There very well may be warming going into the future, but it is obvious there are problems with the predictors -- a little bit of humility and less hubris would suit -- on all sides of the issue, but mainly the so called 97%-ers. LOL.
I think you are getting caught up on the politics. the science is saying that AGW exists but the magnitide of it is variable over a 3:1 range and not known. The political campaign against this is full of misinformation and obviously wrong science. I sympathise with the climate scientists who become defensive amd political themselves given such a campaign. Personally I would hate it.
I think the scientists who get politicised are wrong. I think the scientists who argue that presenting the science in its true uncertainty publicly will not work are right. Politicians seem to have to use spin - special ways of saying things - to win elections. Personally I hate that and won't do it. I think no scientist should do it. But I can understand why some do because people are just not good at making decisions based on probabilty PDFs where the systematic uncertainty in the problem introduces meta-PDFs!
But on the internet the lies and misrepresentations from the denier side far far outweigh the political spin from the climate scientists. The IPCC reports do a good job of summarising the science and while I can cavil at the edges overall I think they have got both the expected climate sensitivity and the uncertainties about right.
From what people say here I'm not convinced they even know what the IPCC reports say about the uncertainties.
The IPCC summary for policy makers I would personally ignore. It is vetted by governments which means it will have spin.
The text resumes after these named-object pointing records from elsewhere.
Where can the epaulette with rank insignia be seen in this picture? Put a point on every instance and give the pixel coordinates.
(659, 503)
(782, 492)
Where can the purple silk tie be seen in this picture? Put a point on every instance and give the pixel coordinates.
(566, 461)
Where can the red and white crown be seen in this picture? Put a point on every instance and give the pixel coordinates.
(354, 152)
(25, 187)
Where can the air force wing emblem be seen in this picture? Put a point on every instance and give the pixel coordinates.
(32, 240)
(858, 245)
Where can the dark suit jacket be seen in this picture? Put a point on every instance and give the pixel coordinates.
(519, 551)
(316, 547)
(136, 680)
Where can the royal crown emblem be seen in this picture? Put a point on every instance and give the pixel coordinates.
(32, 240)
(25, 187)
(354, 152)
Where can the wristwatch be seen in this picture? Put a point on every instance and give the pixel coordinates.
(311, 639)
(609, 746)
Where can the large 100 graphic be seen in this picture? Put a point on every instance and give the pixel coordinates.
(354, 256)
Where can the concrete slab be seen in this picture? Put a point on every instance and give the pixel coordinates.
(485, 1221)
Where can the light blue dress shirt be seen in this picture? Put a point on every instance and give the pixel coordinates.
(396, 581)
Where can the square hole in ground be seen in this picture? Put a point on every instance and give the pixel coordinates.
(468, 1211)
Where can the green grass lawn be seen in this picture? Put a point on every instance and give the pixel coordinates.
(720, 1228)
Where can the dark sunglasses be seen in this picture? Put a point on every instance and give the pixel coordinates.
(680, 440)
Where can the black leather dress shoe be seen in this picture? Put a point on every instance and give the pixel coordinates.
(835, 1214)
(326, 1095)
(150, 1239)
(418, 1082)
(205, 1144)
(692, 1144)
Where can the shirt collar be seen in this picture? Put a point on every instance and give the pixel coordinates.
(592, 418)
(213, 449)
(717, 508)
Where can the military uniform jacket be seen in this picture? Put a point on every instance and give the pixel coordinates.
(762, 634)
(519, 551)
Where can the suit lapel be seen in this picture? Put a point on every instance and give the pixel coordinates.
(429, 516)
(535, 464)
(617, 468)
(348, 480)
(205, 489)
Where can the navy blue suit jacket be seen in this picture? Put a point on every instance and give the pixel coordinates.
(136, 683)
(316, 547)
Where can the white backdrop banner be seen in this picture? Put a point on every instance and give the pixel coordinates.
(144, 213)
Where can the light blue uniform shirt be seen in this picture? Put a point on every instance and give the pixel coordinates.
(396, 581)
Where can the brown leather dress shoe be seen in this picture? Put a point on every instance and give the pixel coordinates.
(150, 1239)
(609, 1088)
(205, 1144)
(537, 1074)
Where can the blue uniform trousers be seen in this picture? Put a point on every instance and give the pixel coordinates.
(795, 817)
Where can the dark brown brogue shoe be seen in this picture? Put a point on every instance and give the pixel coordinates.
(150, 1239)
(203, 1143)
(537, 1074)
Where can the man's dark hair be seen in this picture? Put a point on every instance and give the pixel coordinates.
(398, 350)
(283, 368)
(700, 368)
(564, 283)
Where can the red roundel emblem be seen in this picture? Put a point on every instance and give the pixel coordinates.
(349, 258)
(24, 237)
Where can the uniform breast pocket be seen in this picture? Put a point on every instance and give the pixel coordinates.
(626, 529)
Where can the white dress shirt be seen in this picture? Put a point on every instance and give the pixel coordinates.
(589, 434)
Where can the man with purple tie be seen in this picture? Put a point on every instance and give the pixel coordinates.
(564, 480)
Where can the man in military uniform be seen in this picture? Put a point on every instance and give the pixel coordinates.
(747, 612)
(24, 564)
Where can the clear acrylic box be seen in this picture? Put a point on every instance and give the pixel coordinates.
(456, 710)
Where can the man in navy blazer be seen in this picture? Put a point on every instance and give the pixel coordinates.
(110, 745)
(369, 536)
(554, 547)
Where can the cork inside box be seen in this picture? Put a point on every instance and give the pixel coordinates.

Even if there is more warming, the side effects and the damage of abandoning current energy sources will be large. I have yet to see a serious cost-benefit done on the side of those that want severe limitations. This without the hysteria and political "Green Marxism" that the GW movement seems to have morphed into.
The best I have seen is a report commissioned by the UK government. It is serious cost/benefit - but as with all such things there are uncertainties and someone wanting to argue could probably get different answers.
http://en.wikipedia.org/wiki/Stern_Review
My (uninformed) opinion so far is that the cost of measures taken thus far, though real, is very small as fraction of GDP especially because taxes on energy to fund carbon neutral energy only cost the economy for the distortion they introduce, which will always be less than the total tax/subsidy - money spent on renewables circulates round the economy. They have had the desired effect of massively boosting solar - which will soon be competitive (maybe already is) for non-base-load applications. I'm less sure about whether other renewables are going to be competitive.
Electric cars are more difficult with another 15 years at least of technological innovation before being competitive - but arguably we want them anyway when you factor in the costs of PM2 pollution - that is very difficult to get rid of from IC engines. One serendipity is that intelligent charging of electric cars can provide distributed energy storage if car ownership and renewable power get ramped up together.
And, of course, sensible people are pro-nuclear for base load - modern nuclear power stations - even conventional ones - are pretty good. Alas it does not look like public opinion goes that way anywhere except France and China.